Final answer:
The minimum thickness of the aluminum foil calculated using a Michelson interferometer and a He-Ne laser with a wavelength of 632.8 nm, with a fringe shift of 27, is 4.2764 micrometers.
Step-by-step explanation:
The minimum thickness of an aluminum anti-intrusion plate can be calculated using a Michelson interferometer and the properties of light interference.
When the movable mirror of the interferometer, which is mounted on a micrometer, clamps down on the aluminum foil, a difference of 27 fringes is observed in the interference pattern.

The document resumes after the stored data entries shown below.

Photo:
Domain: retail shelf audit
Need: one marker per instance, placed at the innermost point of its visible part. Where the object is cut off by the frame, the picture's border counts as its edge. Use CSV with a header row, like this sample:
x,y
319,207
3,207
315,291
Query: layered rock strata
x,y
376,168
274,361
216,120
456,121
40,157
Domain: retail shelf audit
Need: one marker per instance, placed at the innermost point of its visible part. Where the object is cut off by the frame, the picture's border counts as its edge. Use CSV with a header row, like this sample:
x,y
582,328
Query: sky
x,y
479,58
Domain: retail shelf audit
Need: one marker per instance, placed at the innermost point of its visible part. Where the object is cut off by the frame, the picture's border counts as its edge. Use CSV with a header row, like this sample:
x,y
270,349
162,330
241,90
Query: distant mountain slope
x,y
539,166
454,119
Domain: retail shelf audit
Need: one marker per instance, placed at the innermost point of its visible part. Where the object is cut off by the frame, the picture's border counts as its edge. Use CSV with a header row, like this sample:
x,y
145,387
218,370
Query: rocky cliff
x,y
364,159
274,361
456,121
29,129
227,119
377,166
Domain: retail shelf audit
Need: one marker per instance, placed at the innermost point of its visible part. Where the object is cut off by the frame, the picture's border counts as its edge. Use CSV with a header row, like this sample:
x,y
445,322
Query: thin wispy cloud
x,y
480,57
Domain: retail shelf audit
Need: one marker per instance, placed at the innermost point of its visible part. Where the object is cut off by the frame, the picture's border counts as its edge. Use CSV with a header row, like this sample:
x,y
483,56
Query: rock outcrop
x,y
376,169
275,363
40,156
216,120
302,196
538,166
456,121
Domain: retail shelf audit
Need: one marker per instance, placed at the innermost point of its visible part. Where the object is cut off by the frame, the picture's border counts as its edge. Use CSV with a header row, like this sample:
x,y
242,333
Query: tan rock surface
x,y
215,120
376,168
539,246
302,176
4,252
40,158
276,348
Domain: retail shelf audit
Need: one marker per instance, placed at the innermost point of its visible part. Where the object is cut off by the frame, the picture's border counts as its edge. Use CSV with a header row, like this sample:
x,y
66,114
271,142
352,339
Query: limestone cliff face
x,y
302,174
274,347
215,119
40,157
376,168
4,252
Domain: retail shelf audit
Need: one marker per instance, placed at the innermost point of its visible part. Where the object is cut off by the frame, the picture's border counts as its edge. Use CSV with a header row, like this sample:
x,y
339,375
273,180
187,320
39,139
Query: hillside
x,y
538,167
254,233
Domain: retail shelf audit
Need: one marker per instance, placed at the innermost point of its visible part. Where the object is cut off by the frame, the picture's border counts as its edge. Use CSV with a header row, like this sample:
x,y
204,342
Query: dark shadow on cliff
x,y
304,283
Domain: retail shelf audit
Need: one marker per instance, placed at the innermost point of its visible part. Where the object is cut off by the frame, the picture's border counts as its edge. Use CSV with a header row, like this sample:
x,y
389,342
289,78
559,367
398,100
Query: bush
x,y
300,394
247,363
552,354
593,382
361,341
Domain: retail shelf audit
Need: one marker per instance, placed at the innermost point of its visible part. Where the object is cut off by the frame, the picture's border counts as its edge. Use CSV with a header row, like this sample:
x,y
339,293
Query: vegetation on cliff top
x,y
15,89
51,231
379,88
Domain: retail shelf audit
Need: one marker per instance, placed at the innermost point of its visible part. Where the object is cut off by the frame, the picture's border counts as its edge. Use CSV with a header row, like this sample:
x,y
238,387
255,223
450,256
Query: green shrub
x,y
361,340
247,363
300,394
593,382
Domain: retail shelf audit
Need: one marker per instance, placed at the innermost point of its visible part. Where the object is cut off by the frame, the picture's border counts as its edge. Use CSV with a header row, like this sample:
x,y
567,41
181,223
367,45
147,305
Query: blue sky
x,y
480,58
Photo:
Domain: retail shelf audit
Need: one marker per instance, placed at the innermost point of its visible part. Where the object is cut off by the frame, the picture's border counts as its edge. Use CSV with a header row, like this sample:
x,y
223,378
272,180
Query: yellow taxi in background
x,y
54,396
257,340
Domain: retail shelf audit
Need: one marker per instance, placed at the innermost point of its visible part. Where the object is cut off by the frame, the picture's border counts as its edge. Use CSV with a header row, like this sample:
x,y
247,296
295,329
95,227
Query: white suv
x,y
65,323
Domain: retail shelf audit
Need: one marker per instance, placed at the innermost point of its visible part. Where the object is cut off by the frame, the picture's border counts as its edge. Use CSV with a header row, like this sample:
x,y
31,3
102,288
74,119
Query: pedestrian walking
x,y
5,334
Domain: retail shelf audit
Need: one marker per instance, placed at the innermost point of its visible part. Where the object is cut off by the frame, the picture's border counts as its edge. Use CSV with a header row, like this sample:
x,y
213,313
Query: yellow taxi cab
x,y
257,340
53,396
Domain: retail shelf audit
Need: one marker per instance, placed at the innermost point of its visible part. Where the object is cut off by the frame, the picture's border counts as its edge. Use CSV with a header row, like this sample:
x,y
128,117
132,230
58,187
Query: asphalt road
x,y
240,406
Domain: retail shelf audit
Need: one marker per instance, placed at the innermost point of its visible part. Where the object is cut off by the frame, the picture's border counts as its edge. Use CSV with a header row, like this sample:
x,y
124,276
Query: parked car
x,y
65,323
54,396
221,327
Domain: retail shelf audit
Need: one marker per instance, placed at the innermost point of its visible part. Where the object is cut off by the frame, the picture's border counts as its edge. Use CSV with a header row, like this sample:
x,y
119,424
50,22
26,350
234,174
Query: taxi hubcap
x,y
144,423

This fringe shift can be related to the thickness of the aluminum foil since each fringe represents a full wavelength shift of the light source, which in this case is a He-Ne laser with a wavelength of 632.8 nm (nanometers). The calculation follows this formula:
Thickness of the aluminum foil = (Number of fringes × Wavelength of light) / 2
Thickness = (27 fringes × 632.8 nm) / 2
Thickness = (27 × 632.8 nm) / 2
Thickness = 8,552.8 nm / 2
Thickness = 4,276.4 nm
Thickness = 4.2764 μm (micrometers)
Therefore, the minimum thickness of the aluminum foil measured using the Michelson interferometer and the given information is 4.2764 micrometers.